Il faudrait surtout éviter de reproduire le même climat et les mêmes erreurs qui ont conduit au 14 Janvier 2011, car cette fois-ci, les répercussions seront autrement plus destructrices. Même si, des élections libres et transparentes et une avancée en matière de liberté d’expression représentent une certaine soupape pour évacuer la frustration et la colère des laissés-pour comptes.
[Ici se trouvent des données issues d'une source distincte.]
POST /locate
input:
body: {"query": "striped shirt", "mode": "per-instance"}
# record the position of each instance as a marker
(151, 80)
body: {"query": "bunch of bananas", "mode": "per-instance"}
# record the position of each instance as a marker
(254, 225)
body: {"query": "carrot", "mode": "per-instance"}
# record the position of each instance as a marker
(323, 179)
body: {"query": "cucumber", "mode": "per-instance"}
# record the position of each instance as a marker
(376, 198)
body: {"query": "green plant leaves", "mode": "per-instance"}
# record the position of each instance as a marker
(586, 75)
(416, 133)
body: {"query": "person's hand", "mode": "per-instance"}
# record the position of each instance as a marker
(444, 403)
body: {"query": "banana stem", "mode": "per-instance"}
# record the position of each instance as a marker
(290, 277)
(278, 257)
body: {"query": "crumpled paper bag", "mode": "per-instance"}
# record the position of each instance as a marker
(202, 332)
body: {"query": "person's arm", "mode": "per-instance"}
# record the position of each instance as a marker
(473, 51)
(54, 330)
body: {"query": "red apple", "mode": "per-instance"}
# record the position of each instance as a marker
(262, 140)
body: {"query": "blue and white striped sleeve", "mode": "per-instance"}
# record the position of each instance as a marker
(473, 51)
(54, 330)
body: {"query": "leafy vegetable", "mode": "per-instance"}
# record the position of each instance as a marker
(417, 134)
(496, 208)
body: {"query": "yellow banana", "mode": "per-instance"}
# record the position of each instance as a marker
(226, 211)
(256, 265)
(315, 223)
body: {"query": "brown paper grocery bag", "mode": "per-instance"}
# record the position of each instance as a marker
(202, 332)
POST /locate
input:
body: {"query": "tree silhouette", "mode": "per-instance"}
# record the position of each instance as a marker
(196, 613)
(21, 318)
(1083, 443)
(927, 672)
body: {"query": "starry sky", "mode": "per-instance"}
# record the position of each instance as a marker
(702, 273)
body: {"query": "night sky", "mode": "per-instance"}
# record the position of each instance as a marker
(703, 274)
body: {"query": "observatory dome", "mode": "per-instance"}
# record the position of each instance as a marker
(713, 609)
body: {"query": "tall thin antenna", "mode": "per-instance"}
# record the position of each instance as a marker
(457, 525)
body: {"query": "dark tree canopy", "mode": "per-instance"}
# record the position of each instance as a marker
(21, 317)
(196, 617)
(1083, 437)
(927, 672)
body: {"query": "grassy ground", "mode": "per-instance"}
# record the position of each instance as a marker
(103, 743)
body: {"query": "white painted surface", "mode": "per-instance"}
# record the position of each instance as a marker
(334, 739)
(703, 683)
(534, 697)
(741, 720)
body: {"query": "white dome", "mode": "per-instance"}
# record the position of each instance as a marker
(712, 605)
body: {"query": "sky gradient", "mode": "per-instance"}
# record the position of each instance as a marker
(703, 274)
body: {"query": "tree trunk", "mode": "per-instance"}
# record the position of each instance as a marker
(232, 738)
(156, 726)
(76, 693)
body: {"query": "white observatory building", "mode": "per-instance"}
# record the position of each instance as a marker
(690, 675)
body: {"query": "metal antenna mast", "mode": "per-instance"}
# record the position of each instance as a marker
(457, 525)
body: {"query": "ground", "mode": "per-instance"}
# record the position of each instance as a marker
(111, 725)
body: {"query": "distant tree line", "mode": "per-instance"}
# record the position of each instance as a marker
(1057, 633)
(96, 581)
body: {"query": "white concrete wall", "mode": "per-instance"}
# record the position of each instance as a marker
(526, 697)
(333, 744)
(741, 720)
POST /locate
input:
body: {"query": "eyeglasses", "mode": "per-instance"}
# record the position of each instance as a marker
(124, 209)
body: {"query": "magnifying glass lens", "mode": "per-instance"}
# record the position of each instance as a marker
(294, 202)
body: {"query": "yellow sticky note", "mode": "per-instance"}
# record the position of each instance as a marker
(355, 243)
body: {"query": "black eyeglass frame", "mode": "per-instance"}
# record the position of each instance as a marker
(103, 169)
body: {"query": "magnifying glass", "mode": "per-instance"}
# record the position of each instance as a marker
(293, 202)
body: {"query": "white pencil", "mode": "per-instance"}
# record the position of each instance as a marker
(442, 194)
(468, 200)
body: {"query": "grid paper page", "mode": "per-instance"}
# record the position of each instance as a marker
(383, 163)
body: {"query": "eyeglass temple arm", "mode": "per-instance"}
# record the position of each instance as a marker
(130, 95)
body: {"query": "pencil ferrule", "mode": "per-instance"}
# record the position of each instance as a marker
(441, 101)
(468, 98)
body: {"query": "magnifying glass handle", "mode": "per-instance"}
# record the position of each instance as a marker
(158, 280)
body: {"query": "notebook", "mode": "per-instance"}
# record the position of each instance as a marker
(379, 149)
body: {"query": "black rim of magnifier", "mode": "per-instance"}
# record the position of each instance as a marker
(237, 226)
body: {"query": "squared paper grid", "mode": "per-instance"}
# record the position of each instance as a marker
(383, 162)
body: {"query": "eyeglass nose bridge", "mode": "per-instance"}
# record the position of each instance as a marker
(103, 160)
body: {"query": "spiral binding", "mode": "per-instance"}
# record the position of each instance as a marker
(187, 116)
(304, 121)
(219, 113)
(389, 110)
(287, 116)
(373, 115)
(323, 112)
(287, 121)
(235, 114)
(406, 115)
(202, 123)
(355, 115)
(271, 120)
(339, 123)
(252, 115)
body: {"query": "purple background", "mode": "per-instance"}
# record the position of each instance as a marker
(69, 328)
Un nouveau soulèvement populaire ne peut être exclu en l’absence de mesures concrètes pour rétablir la justice et l’équité.
Un gouvernement fort est une nécessité vitale pour le pays, il doit non seulement tirer sa légitimité des urnes mais aussi parce qu’il prend des décisions justes et parce qu’il veille à l’application de lois justes pour tous et contre tous contrevenantsquelle qu’en soitla fortune, la position sociale, les relations familiales, régionales, ou même les rapports avec les organisations, les partis ou les corps les plus influents de l’Etat.
Le cauchemar peut-il évoluer vers un nouveau rêve ? Il est temps d’arrêter de creuser et d’entamer notre mission de sauvetage. Le monde entier nous regarde, plusieurs de nos amis sont prêts à nous aider. Mais c’est à nous de montrer qu’on est capable de sauver ce pays merveilleux.